Die Vertreter der Parteien waren sich am Samstag in Würzburg einig, dass zeitnah eine Lösung im Streit um die Flüchtlingspolitik gefunden werden müsse. Auch schade es, um "Schlagworte" zu streiten. "Glaubt irgendjemand, dass wir die Chance haben, Deutschland in die richtige Richtung zu entwickeln, wenn wir uns zerlegen?", fragte Hessens Ministerpräsident Volker Bouffier (CDU). Die Präsidentin des bayerischen Landtags, Barbara Stamm (CSU), sagte, sie sei "zuversichtlich", dass die Vorsitzenden beider Parteien aufeinander zugehen würden. Stamm und Bouffier leiteten den Kongress mit dem Titel "Zusammenhalt der Gesellschaft".

Insbesondere bei Vertretern aus der zweiten Reihe wurde jedoch deutlich, dass die Parteien in der strittigen Frage einer Obergrenze für Flüchtlinge nach wie vor auseinander liegen. Es sei "nicht vorstellbar", bei politisch verfolgten Flüchtlingen eine Obergrenze einzuführen, sagte Karl-Josef Laumann (CDU), Bundesvorsitzender der Christlich-Demokratischen Arbeitnehmerschaft.

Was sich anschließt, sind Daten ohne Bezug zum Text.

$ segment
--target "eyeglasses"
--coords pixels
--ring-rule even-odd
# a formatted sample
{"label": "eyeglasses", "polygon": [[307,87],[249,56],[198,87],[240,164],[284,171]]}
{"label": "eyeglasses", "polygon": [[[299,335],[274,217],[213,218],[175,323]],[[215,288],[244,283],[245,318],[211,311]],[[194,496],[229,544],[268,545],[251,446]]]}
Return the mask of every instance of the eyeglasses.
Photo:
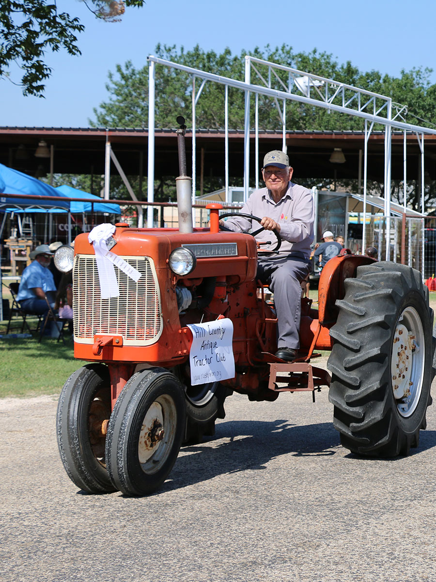
{"label": "eyeglasses", "polygon": [[274,170],[263,170],[263,175],[267,178],[272,176],[273,174],[274,174],[274,176],[277,176],[277,178],[281,178],[282,176],[286,176],[288,170],[285,169],[279,170],[278,168],[276,168],[276,169]]}

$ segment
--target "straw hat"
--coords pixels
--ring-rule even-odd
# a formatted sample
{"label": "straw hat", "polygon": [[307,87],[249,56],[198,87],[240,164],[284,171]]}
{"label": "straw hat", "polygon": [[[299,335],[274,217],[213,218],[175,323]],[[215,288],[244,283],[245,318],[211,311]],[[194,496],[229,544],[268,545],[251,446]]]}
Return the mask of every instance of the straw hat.
{"label": "straw hat", "polygon": [[48,244],[40,244],[29,254],[29,257],[33,260],[38,254],[53,254],[53,253]]}

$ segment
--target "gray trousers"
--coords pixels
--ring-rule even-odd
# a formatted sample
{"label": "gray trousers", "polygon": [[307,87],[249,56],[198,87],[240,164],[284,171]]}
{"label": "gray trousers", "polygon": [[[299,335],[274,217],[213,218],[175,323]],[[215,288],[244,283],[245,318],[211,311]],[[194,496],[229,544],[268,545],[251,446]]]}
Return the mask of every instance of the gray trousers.
{"label": "gray trousers", "polygon": [[258,257],[258,279],[274,293],[279,349],[300,347],[301,282],[310,272],[310,261],[298,257]]}

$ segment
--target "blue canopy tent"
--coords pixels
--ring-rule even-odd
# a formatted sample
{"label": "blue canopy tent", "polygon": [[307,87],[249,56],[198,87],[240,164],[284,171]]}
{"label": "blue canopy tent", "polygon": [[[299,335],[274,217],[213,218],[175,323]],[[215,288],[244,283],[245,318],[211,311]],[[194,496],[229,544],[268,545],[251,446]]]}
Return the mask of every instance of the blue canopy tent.
{"label": "blue canopy tent", "polygon": [[[59,200],[12,198],[8,197],[8,194],[55,196]],[[0,164],[0,211],[14,212],[25,208],[28,212],[31,210],[32,212],[36,210],[47,212],[49,210],[67,212],[69,205],[68,202],[62,199],[56,189],[48,184]]]}
{"label": "blue canopy tent", "polygon": [[[49,200],[35,198],[15,198],[8,194],[28,194],[31,196],[51,196],[55,199]],[[66,200],[65,198],[81,198],[87,201]],[[87,201],[90,200],[91,201]],[[94,201],[95,201],[94,203]],[[67,214],[68,242],[71,242],[71,215],[98,213],[105,214],[120,214],[121,209],[118,204],[102,203],[101,198],[77,190],[69,186],[53,188],[36,178],[28,176],[17,170],[12,169],[0,164],[0,213],[4,213],[4,217],[0,227],[1,236],[8,215],[12,217],[16,214],[19,220],[24,213],[44,213],[46,217],[46,227],[49,223],[48,237],[51,238],[52,214]],[[47,220],[47,218],[48,221]],[[21,223],[21,222],[20,222]],[[44,238],[47,237],[47,228]],[[48,242],[48,241],[47,241]],[[0,258],[1,259],[1,258]],[[0,260],[1,262],[1,260]],[[0,319],[3,318],[1,271],[0,271]]]}
{"label": "blue canopy tent", "polygon": [[[72,214],[78,212],[106,212],[109,214],[121,214],[121,208],[119,204],[105,204],[101,201],[99,196],[95,196],[93,194],[88,194],[83,190],[78,190],[72,186],[59,186],[55,188],[56,193],[61,196],[67,198],[83,198],[86,202],[77,202],[72,201],[70,203],[70,212]],[[88,201],[91,200],[91,201]],[[94,202],[93,201],[95,201]]]}
{"label": "blue canopy tent", "polygon": [[[26,213],[44,212],[48,214],[68,214],[69,233],[71,230],[70,215],[73,214],[96,213],[120,214],[118,204],[105,204],[98,196],[83,190],[64,185],[53,188],[31,176],[8,168],[0,164],[0,212],[5,213],[0,235],[3,232],[7,213],[16,214],[19,217]],[[8,194],[32,194],[33,196],[51,196],[56,200],[43,200],[31,198],[19,198],[8,197]],[[81,198],[87,201],[65,200],[65,198]],[[90,200],[91,201],[87,201]],[[95,203],[94,203],[95,200]],[[51,219],[50,219],[51,225]],[[51,231],[51,229],[50,229]],[[49,238],[51,238],[51,232]],[[69,243],[71,242],[69,240]]]}

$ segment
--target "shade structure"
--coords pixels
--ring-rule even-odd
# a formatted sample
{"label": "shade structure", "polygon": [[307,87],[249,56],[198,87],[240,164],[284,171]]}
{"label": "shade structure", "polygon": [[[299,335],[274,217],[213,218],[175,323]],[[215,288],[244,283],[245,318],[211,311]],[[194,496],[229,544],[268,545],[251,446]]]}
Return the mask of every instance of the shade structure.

Bayerns Sozialministerin Emilia Müller (CSU) beharrte darauf, das "Dublin-System", wonach Flüchtlinge in das EU-Land zurückgeschickt werden müssen, das sie als erstes betreten haben, müsse wieder in Kraft gesetzt werden. Auch Stamm hatte mehrfach betont, Deutschland müsse an seinen Grenzen "wieder Recht und Gesetz umsetzen". Laumann verwies darauf, dass Grenzstaaten wie Griechenland dann die gesamte Last der ankommenden Flüchtlinge alleine tragen müssten. Er entgegnete: "So einfach sind die Antworten im Moment nicht."

Vor dem Kongress hatte sich CDU-Präsidiumsmitglied Jens Spahn zuversichtlich gezeigt, dass am Samstag ein Kompromiss erreicht werden könne. Auch Bouffier hatte zum Auftakt die Gemeinsamkeiten zwischen CDU und CSU betont. Am Ende sagte er: "Angela Merkel braucht nicht noch mal die Erläuterung, dass es so nicht weitergehen kann."

Die nächste Runde zwischen den Schwesterparteien findet bereits am Montag statt. Dann treffen sich Vertreter von CDU und CSU zum zweiten Deutschlandkongress unter dem Titel "Ressourcenknappheit und Umwelt" in Hamburg.